# Approximate q-learning

In this notebook you will teach a lasagne neural network to do Q-learning.

__Frameworks__ - we'll accept this homework in any deep learning framework. For example, it translates to TensorFlow almost line-to-line. However, we recommend you to stick to theano/lasagne unless you're certain about your skills in the framework of your choice.

In [1]:
import keras.backend as K
from keras.models import Model
from keras.layers import Dense, Input, Lambda
from keras.optimizers import RMSprop, Adam

Using TensorFlow backend.


In [4]:
from pycrayon import CrayonClient
client = CrayonClient(hostname='localhost')
crayon = client.create_experiment("keras-1")

In [5]:
import gym
import numpy as np, pandas as pd
import matplotlib.pyplot as plt
%matplotlib inline

In [6]:
env = gym.make("CartPole-v0").env
env.reset()
n_actions = env.action_space.n
state_dim = env.observation_space.shape

print("n_actions={}, state_dim={}".format(n_actions, state_dim))
#plt.imshow(env.render("rgb_array"))

[2017-04-21 15:59:38,775] Making new env: CartPole-v0


n_actions=2, state_dim=(4,)


# Approximate (deep) Q-learning: building the network

In this section we will build and train naive Q-learning with theano/lasagne

First step is initializing input variables

In [7]:
L1_SIZE = 50
L2_SIZE = 50
gamma = 0.99

In [8]:
# input - observation, output - qvalues
in_t = Input(shape=state_dim, name='input')
l1_t = Dense(L1_SIZE, activation='relu', name='l1')(in_t)
#l2_t = Dense(L2_SIZE, activation='relu', name='l2')(l1_t)
l_out_t = Dense(n_actions, name='out')(l1_t)
model = Model(inputs=[in_t], outputs=[l_out_t])
model.summary()

model.compile(optimizer=Adam(lr=0.0005), loss='mse')

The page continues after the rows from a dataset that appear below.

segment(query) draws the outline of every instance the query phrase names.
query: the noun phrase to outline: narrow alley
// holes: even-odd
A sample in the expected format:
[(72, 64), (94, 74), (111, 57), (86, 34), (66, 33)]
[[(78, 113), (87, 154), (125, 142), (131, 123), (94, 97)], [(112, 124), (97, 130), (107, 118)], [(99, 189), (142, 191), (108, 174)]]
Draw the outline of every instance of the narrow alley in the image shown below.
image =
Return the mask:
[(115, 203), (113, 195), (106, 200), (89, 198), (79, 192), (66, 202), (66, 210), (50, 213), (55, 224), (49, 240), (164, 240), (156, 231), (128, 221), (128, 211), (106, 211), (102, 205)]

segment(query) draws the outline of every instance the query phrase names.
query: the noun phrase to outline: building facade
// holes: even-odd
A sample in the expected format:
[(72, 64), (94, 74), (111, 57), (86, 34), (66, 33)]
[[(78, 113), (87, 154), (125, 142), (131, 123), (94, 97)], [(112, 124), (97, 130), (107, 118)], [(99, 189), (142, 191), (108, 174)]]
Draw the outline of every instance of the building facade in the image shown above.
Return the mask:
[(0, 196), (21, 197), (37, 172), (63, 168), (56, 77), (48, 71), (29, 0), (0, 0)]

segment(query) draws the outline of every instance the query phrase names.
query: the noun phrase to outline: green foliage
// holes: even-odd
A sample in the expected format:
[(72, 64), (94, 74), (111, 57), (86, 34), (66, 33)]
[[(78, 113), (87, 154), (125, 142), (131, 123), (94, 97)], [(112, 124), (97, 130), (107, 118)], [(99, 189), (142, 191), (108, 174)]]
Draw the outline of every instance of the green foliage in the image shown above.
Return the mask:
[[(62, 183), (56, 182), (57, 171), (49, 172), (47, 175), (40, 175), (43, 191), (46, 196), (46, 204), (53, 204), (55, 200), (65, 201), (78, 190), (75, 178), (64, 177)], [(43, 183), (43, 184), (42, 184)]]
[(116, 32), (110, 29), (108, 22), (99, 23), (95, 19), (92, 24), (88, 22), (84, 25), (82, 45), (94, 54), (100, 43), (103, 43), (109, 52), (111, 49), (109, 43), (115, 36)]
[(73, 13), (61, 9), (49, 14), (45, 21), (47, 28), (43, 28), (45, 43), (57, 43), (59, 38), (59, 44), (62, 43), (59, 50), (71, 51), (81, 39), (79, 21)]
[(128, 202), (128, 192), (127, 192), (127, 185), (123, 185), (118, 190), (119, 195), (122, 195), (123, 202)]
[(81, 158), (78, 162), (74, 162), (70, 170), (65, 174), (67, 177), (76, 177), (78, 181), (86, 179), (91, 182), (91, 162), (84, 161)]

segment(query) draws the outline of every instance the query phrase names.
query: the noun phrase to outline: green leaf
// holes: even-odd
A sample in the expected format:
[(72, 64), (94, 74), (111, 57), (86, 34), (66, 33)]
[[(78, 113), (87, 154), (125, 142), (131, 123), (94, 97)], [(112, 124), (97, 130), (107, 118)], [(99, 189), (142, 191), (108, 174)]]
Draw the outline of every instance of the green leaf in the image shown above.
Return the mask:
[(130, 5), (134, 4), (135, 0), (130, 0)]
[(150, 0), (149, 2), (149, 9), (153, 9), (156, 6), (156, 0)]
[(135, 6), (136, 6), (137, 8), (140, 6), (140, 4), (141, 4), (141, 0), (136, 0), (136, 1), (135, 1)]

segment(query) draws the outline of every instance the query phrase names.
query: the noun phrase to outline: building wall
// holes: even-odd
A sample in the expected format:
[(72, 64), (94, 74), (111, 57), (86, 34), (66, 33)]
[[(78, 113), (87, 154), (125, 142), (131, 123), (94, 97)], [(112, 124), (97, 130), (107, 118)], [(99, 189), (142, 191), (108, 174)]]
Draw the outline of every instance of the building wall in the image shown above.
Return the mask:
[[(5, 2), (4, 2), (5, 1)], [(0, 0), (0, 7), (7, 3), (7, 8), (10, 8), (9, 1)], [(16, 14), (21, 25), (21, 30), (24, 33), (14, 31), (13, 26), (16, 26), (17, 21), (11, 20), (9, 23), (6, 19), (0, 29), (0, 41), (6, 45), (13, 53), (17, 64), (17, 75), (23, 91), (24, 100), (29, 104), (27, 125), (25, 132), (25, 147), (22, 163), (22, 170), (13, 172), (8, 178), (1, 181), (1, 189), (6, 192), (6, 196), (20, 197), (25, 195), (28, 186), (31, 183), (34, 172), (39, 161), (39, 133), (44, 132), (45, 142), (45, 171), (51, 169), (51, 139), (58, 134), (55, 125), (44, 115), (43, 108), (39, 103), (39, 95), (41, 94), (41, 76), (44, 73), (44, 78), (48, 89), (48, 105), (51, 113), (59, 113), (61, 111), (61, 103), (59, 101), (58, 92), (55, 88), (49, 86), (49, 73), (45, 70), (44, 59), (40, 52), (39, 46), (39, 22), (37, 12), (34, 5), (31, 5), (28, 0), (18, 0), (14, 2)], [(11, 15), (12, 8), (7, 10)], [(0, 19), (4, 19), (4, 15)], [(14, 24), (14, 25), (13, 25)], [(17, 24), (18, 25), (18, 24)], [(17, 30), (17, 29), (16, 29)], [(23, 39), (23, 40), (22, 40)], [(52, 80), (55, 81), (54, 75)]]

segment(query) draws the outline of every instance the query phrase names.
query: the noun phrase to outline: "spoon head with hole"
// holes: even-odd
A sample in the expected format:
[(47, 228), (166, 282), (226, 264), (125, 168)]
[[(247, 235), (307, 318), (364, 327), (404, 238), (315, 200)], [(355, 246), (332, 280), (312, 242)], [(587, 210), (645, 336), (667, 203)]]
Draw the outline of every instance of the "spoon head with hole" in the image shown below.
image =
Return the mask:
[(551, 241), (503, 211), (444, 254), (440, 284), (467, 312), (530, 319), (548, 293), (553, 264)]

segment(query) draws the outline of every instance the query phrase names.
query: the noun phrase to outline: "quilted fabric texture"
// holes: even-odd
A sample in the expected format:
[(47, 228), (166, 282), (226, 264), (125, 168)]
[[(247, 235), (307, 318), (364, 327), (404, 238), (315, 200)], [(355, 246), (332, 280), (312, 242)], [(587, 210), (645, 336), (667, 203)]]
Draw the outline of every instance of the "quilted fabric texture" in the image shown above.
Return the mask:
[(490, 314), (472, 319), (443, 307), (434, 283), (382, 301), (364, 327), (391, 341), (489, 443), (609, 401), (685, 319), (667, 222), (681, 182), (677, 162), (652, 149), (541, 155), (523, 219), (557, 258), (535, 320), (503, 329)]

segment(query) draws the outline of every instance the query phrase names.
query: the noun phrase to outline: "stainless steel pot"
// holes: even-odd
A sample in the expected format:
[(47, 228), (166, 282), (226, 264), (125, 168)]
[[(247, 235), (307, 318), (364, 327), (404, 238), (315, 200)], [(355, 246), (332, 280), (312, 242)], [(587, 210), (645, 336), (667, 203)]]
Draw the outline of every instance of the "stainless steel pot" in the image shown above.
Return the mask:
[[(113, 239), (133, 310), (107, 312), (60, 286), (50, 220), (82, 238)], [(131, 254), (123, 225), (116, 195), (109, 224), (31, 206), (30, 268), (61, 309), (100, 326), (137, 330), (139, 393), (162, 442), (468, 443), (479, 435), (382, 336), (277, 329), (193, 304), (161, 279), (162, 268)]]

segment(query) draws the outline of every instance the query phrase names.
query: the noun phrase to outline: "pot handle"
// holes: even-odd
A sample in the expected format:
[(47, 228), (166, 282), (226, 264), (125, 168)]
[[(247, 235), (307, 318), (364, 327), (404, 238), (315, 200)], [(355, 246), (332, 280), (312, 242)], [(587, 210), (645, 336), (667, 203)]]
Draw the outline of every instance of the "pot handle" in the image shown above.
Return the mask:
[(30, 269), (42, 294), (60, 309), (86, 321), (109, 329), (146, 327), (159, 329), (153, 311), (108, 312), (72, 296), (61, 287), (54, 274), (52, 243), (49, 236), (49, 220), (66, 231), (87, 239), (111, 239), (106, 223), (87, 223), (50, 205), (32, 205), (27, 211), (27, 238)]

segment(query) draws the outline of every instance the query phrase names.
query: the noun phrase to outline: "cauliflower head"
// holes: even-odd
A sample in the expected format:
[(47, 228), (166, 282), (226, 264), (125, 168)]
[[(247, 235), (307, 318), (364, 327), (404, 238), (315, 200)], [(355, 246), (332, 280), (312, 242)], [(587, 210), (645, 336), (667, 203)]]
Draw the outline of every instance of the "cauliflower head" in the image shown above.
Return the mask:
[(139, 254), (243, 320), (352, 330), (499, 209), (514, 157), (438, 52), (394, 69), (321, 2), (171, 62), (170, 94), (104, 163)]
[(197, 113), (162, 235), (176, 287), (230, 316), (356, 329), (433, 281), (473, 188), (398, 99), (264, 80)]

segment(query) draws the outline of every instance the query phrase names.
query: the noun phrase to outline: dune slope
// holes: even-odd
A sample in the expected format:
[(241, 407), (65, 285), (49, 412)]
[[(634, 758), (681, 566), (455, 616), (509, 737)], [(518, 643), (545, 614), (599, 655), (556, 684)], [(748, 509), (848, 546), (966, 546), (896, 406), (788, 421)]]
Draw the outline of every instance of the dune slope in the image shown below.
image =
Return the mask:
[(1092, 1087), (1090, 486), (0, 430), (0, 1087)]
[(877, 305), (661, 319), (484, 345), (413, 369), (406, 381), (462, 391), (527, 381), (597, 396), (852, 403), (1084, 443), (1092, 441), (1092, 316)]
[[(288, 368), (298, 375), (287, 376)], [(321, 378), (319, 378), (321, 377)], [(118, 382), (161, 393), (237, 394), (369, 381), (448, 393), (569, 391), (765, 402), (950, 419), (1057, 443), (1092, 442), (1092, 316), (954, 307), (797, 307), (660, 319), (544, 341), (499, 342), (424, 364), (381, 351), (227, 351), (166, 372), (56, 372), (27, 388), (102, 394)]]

_________________________________________________________________
Layer (type)                 Output Shape              Param #   
input (InputLayer)           (None, 4)                 0         
_________________________________________________________________
l1 (Dense)                   (None, 50)                250       
_________________________________________________________________
out (Dense)                  (None, 2)                 102       
Total params: 352
Trainable params: 352
Non-trainable params: 0
_________________________________________________________________


### Playing the game

In [9]:
epsilon = 0.25 #initial epsilon

def generate_session(t_max=1000):
    """play env with approximate q-learning agent and train it at the same time"""
    
    total_reward = 0
    s = env.reset()
    q_vals_means = []
    losses = []

    for t in range(t_max):
        q_vals = model.predict_on_batch(np.array([s]))[0]
        if np.random.rand() < epsilon:
            a = env.action_space.sample()
        else:
            a = np.argmax(q_vals)
        
        new_s,r,done,info = env.step(a)

        new_q = model.predict_on_batch(np.array([new_s]))[0]
        valid_q = np.array(q_vals)
        if done:
            valid_q[a] = r
        else:
            valid_q[a] = r + gamma * new_q.max()
 
        l = model.train_on_batch(np.array([s]), np.array([valid_q]))
        losses.append(l)
        q_vals_means.append(q_vals.mean())
        total_reward+=r
        
        s = new_s
        if done: break

    crayon.add_scalar_value("q_mean", float(np.mean(q_vals_means)))
    crayon.add_scalar_value("reward", total_reward)
    crayon.add_scalar_value("loss", float(np.mean(losses)))
    
    return total_reward
        

In [10]:
for i in range(100):   
    rewards = [generate_session() for _ in range(100)] #generate new sessions
    
    epsilon*=0.95
    
    print ("%d: mean reward:%.3f\tepsilon:%.5f"%(i, np.mean(rewards),epsilon))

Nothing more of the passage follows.